Why does best_params_ in GridSearchCV ignore the variance?


The documentation of best_param_ in GridSearchCV states:

best_params_ : dict

Parameter setting that gave the best results on the hold out data.

From that, I assumed "best results" means best score (highest accuracy / lowest error) and lowest variance over my k-folds.

However, this is not case as we can see in cv_results_:

Image of a result table with 4 hyperparameter values having the best rank

Here best_param_ returns k=5 instead of k=9 where mean_test_score and the variance would be optimal.

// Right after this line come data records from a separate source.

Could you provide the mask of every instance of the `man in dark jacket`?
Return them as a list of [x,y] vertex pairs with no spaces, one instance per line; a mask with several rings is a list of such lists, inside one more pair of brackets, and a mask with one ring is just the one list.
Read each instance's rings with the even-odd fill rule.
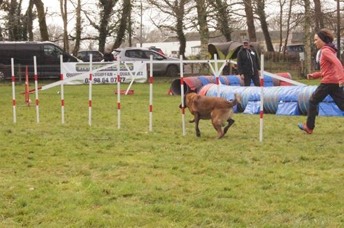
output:
[[239,75],[244,80],[245,87],[249,87],[251,79],[255,86],[260,87],[260,65],[258,54],[250,45],[250,40],[244,38],[242,47],[237,54],[237,64]]

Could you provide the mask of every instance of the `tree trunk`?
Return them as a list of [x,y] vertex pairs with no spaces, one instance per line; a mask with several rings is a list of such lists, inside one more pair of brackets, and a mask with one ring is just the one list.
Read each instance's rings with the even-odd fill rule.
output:
[[244,0],[245,6],[245,13],[246,14],[247,31],[248,38],[252,42],[257,41],[256,29],[255,27],[255,21],[253,17],[253,10],[252,8],[251,0]]
[[80,49],[80,41],[81,39],[81,0],[78,0],[76,6],[76,23],[75,24],[75,44],[73,49],[73,55],[76,56],[76,54]]
[[123,10],[122,11],[122,16],[120,20],[118,30],[117,31],[117,36],[114,43],[112,49],[119,47],[122,44],[122,43],[123,42],[124,37],[125,35],[125,30],[127,30],[127,23],[129,23],[129,21],[131,20],[130,18],[131,11],[131,0],[124,0]]
[[32,32],[33,30],[33,24],[32,21],[34,21],[34,16],[32,14],[32,8],[34,7],[34,2],[32,0],[30,0],[29,5],[28,5],[28,10],[26,10],[25,12],[25,24],[26,24],[26,32],[28,35],[28,40],[33,41],[34,40],[34,33]]
[[41,32],[41,40],[42,41],[49,41],[47,23],[45,21],[45,12],[44,12],[44,4],[41,0],[33,0],[37,9],[39,16],[39,32]]
[[321,3],[320,0],[314,0],[314,1],[315,11],[315,31],[319,31],[324,28],[323,12],[321,11]]
[[67,0],[60,0],[60,10],[61,12],[62,21],[63,21],[63,49],[67,53],[69,53],[69,42],[68,41],[68,30],[67,28]]
[[98,51],[104,53],[106,44],[106,38],[109,34],[109,22],[112,9],[115,6],[117,1],[114,0],[100,0],[99,3],[101,7],[100,11],[100,23],[99,25],[99,42]]
[[202,60],[206,60],[208,58],[208,43],[209,41],[209,30],[206,19],[207,13],[205,0],[196,0],[196,7],[201,39],[200,57]]
[[[177,36],[179,40],[179,54],[182,56],[183,59],[186,59],[185,56],[185,49],[186,48],[186,38],[185,37],[185,34],[184,33],[184,10],[185,10],[185,1],[181,1],[180,4],[178,5],[178,2],[175,3],[175,11],[177,19],[176,25],[176,32]],[[178,56],[179,58],[179,56]]]
[[292,14],[292,4],[293,4],[293,0],[290,0],[289,1],[289,9],[288,12],[288,15],[287,15],[287,31],[286,31],[286,40],[284,41],[284,50],[283,53],[286,53],[286,47],[288,44],[288,39],[289,38],[289,34],[290,32],[290,16]]
[[303,29],[305,32],[305,60],[303,62],[303,71],[302,76],[305,77],[308,73],[310,73],[310,0],[304,0],[305,3],[305,23]]
[[227,3],[226,1],[215,0],[211,1],[211,4],[213,5],[216,11],[216,18],[219,23],[219,30],[224,36],[226,38],[226,41],[231,41],[231,34],[233,30],[229,26],[230,16],[227,10]]
[[283,6],[286,4],[286,0],[279,0],[279,52],[281,51],[283,42]]
[[271,37],[269,34],[268,23],[266,22],[266,16],[265,14],[264,8],[264,0],[257,0],[257,14],[259,18],[261,30],[264,34],[266,49],[268,49],[268,52],[274,52],[274,47],[272,46],[272,43],[271,42]]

I know I can implement my own scoring function or my own best_param function using the output of cv_results_. But what is the rationale behind not taking the variance into account in the first place?


I ran in that situation by applying KNN to iris dataset with 70% train split and a 3-fold cross-validation.


Edit: Example code:

import numpy as np
import pandas as pd
from sklearn import neighbors
from sklearn import model_selection
from sklearn import datasets

X = datasets.load_iris().data
y = datasets.load_iris().target

X_train, X_test, y_train, y_test = model_selection.train_test_split(X, y, train_size=0.7, test_size=0.3, random_state=62)

knn_model = neighbors.KNeighborsClassifier()

param_grid = [{"n_neighbors" : np.arange(1, 31, 2)}]
grid_search = model_selection.GridSearchCV(knn_model, param_grid, cv=3, return_train_score=False)
grid_search.fit(X_train, y_train.ravel())

results = pd.DataFrame(grid_search.cv_results_)

k_opt = grid_search.best_params_.get("n_neighbors")
print("Value returned by best_param_:",k_opt)
results.head(6)

It results in a different table than the image above, but the situation is the same: for k=5 mean_test_score and std_test_score are optimal. However best_param_ returns k=1.


Solution

  • From the GridSearchCV source

        # Find the best parameters by comparing on the mean validation score:
        # note that `sorted` is deterministic in the way it breaks ties
        best = sorted(grid_scores, key=lambda x: x.mean_validation_score,
                      reverse=True)[0]
    

    It sorts by mean_val score and that's it. sorted() preserves the existing order for ties, so in this case k=1 is best.

    I agree with your thoughts and think a PR could be submitted to have better tie breaking logic.